I've been having some issues with my gaggia which I'm trying to narrow down to one of the elements. I just did some tests and found out that no water is coming out of the overflow pipe attached to the OPV. I tried that with 1) a blank basket, 2) finely ground coffee which barely comes out of the portafilter, 3) coarsely grind coffee which gushes out of the portafilter, and 4) hitting the brew switch while the machine is in steam mode. In neither of the 4 cases did I get a single drip out of the OPV. Is this normal? I fail to understand when should water be coming out of the overflow pipe.. Thanks!!


----------



## rodabod (Dec 4, 2011)

The overflow pipe should gush and make a "whoosh" sound when the brew switched is turned off, and there is residual pressure in the filter basket.

It will almost always gush water when you have heated the boiler up to steam temp, and then switch the brew switch on and off.


----------



## rodabod (Dec 4, 2011)

If it is indeed not working, you may have noticed soggy pucks after brewing.

Might be worth checking the three-way solenoid is operating correctly.


----------



## coffeechap (Apr 5, 2012)

Unfortunately this is not quite right as the whoosh is the release of the solenoid down through the metal pipe and into the drip tray, the opv pipe flows into the tank from the opv and is nothing to d with the solenoid. S is the problem the solenoid or the opv?


----------



## bronc (Dec 10, 2012)

I'm talking about the OPV here, not the solenoid.


----------



## rodabod (Dec 4, 2011)

Oh sorry! Misunderstood which overflow type you were referring to, and thought you'd mistakenly mentioned the OPV.

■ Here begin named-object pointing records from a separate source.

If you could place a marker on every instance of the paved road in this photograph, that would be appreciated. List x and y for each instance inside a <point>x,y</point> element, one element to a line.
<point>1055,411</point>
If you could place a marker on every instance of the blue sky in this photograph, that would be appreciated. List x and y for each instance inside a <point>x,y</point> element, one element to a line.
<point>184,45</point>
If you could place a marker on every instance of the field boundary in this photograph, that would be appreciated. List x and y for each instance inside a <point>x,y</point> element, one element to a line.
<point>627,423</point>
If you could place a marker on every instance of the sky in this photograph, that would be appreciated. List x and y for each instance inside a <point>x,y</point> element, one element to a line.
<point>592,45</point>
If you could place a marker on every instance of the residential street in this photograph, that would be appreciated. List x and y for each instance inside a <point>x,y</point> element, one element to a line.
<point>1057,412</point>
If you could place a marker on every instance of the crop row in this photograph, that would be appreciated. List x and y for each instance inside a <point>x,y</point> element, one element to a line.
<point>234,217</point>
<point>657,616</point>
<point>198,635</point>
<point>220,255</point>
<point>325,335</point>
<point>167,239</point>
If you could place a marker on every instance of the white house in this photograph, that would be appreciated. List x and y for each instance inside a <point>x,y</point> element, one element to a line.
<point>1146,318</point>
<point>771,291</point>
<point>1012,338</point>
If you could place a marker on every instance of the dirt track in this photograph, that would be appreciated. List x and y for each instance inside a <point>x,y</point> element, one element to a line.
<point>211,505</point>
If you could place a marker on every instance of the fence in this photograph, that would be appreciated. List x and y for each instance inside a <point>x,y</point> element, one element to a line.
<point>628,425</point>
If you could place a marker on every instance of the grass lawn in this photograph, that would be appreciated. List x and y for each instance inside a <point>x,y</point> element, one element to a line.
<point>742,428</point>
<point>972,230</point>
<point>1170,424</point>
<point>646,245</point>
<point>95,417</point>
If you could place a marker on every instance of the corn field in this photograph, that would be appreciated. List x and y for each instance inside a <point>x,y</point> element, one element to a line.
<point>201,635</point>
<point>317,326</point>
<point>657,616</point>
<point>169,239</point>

You'll need to measure the pressure to see if the OPV is working correctly.


----------



## bronc (Dec 10, 2012)

I'll get a pressure gauge next week but I'm wondering when should water be leaking from the overflow hose. Thanks!


----------



## rodabod (Dec 4, 2011)

The hose fed from the OPV is on the RHS as you look at th machine.

Put the left hose in a glass of water, fit a portafilter with a blanking plate, then switch the pump on. You should then observe water streaming from the hose on the RHS.


----------



## bronc (Dec 10, 2012)

By the left hose you mean the one on top of the OPV? I tried it and there is no water coming out of it.


----------



## rodabod (Dec 4, 2011)

I am talking about the two hoses which sit in the water tank.

As you look at the front of the machine, the left one draws water, and the right one returns water from the OPV.

Your OPV may not pass any water back to the tank via the tube on the right if it is not set correctly, or if it is maybe blocked.


----------